The eagerly anticipated new novel from the Giller-winning author, The Orenda takes readers back to the mid-17th century to follow the interwoven lives of three characters: Bird, one of the Huron Nation’s great warriors, Christophe, a Jesuit missionary, and Snow Falls, a young Iroquois girl. The novel begins with Bird kidnapping Christophe and Snow Falls, and follows the characters as their lives grow more interconnected and interdependent. The characters are well-drawn and powerful, but The Orenda grows beyond the individual, and through their stories Boyden is able to capture not only the realities of several cultures, but the creation of a new country and people at its very beginnings.

The longlist of nominees for the 2013 Scotiabank Giller Prize will be announced on Monday morning, with a press conference at the University of British Columbia’s Museum of Anthropology.

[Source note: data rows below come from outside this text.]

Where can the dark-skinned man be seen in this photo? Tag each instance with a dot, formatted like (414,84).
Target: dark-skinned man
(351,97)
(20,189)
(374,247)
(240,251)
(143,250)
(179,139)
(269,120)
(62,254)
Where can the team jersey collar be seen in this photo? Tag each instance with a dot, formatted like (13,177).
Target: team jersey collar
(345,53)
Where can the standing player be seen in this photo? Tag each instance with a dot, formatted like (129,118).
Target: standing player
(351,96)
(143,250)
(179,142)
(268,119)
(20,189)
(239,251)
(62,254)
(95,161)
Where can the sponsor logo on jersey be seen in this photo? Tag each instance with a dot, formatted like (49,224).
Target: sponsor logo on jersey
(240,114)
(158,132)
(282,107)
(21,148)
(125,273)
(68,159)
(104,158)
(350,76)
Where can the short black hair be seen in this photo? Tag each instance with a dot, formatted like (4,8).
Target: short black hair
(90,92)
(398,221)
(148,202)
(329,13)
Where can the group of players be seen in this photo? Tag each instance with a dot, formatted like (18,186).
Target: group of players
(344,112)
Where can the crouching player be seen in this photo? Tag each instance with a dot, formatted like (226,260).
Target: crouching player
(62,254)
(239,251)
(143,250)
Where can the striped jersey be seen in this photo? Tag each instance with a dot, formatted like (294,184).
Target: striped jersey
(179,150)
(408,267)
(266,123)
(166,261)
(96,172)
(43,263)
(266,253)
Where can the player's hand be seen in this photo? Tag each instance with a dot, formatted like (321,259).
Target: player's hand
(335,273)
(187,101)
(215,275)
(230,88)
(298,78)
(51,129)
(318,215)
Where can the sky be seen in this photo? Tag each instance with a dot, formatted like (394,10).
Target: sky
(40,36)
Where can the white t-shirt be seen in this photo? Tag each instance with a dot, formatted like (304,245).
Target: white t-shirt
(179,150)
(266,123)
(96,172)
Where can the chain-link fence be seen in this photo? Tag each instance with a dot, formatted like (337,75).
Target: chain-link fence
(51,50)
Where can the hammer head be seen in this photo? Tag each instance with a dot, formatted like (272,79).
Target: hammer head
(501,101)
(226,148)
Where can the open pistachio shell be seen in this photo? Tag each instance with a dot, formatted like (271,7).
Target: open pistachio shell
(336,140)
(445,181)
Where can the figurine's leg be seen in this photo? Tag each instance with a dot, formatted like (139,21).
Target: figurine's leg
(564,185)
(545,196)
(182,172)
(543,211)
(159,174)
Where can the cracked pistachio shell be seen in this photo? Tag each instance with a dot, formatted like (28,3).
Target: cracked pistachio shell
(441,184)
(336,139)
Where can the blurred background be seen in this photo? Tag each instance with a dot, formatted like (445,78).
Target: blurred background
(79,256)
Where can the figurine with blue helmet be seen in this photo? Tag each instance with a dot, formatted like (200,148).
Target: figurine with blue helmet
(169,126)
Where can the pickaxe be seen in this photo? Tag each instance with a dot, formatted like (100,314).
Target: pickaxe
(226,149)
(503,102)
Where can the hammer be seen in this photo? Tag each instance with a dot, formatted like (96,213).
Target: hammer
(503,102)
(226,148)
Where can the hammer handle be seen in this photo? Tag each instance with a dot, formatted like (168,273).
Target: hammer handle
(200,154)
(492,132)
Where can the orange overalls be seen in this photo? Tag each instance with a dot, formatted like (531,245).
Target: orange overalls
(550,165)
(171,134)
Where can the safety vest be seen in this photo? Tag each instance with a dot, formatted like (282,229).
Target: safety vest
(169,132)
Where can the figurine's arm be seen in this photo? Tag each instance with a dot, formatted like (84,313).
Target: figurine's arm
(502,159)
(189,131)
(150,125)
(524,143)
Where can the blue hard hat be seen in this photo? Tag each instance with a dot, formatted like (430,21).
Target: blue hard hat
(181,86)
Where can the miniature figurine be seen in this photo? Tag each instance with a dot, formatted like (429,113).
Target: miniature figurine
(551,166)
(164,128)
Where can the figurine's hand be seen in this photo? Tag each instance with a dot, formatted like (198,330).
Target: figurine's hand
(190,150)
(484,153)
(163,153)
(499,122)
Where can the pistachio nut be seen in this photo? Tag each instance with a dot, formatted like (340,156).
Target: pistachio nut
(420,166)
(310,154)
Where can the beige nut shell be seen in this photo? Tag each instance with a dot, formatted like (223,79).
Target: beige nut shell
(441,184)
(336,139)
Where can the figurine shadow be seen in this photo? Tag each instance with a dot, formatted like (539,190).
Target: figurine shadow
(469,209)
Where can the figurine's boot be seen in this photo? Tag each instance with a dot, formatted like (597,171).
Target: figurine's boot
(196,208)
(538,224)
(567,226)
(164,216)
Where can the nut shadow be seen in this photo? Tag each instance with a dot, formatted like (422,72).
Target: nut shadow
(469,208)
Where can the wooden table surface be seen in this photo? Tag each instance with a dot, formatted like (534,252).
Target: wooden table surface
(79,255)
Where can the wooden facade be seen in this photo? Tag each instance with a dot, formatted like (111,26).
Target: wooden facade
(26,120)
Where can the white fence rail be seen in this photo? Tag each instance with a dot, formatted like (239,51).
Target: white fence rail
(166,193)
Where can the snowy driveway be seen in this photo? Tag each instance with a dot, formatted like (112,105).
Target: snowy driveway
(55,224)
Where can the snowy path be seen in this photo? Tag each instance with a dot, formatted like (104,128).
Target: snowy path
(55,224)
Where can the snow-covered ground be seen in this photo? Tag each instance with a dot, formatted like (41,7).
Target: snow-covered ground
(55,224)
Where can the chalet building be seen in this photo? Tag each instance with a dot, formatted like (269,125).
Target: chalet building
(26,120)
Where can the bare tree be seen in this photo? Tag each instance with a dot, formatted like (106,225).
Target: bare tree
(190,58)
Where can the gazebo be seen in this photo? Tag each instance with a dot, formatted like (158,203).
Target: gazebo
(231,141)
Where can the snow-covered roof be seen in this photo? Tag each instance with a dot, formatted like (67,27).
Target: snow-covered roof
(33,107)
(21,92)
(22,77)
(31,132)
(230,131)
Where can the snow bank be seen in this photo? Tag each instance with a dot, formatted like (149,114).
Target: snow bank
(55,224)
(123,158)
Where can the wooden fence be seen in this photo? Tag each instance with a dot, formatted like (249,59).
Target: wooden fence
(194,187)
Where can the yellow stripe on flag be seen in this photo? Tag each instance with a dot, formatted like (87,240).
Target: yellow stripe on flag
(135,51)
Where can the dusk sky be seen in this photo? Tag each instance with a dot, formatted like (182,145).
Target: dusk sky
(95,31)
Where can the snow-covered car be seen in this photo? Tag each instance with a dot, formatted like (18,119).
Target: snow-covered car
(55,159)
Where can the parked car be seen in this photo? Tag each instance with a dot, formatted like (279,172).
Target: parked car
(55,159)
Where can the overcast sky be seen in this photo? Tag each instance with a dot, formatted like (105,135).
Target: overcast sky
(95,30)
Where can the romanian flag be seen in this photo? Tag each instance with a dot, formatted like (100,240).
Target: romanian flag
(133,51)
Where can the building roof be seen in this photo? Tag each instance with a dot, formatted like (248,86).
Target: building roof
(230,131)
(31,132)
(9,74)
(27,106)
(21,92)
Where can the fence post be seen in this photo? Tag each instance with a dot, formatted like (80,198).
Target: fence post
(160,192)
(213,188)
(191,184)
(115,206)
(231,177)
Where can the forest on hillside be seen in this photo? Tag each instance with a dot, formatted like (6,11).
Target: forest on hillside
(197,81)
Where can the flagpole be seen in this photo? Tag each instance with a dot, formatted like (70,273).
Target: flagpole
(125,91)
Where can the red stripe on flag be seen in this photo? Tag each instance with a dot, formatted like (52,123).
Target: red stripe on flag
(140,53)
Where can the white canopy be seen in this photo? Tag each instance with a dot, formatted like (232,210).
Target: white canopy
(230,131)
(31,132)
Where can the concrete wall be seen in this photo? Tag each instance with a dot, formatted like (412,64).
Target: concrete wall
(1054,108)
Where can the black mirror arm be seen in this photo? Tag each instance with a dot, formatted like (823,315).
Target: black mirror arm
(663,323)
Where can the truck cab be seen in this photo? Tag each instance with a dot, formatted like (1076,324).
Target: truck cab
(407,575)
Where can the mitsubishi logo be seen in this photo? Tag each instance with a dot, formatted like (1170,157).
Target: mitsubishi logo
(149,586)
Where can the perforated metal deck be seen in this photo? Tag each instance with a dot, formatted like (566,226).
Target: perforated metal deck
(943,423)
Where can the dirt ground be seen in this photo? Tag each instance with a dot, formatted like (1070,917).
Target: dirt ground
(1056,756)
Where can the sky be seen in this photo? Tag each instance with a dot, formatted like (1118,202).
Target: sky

The museum’s world-renowned collection of First Nations art and artifacts will form a stunning — and appropriate —backdrop to a longlist which will, almost without a doubt, include Boyden’s stunning new novel.

The Orenda is powerful, beautiful, brutal and heartbreaking. It’s also thought-provoking, and may just change the way you view our history and how it has been taught. It’s also the sort of book that deserves every literary accolade that can be laid at its feet: expect to hear Boyden’s name from Vancouver come Monday morning.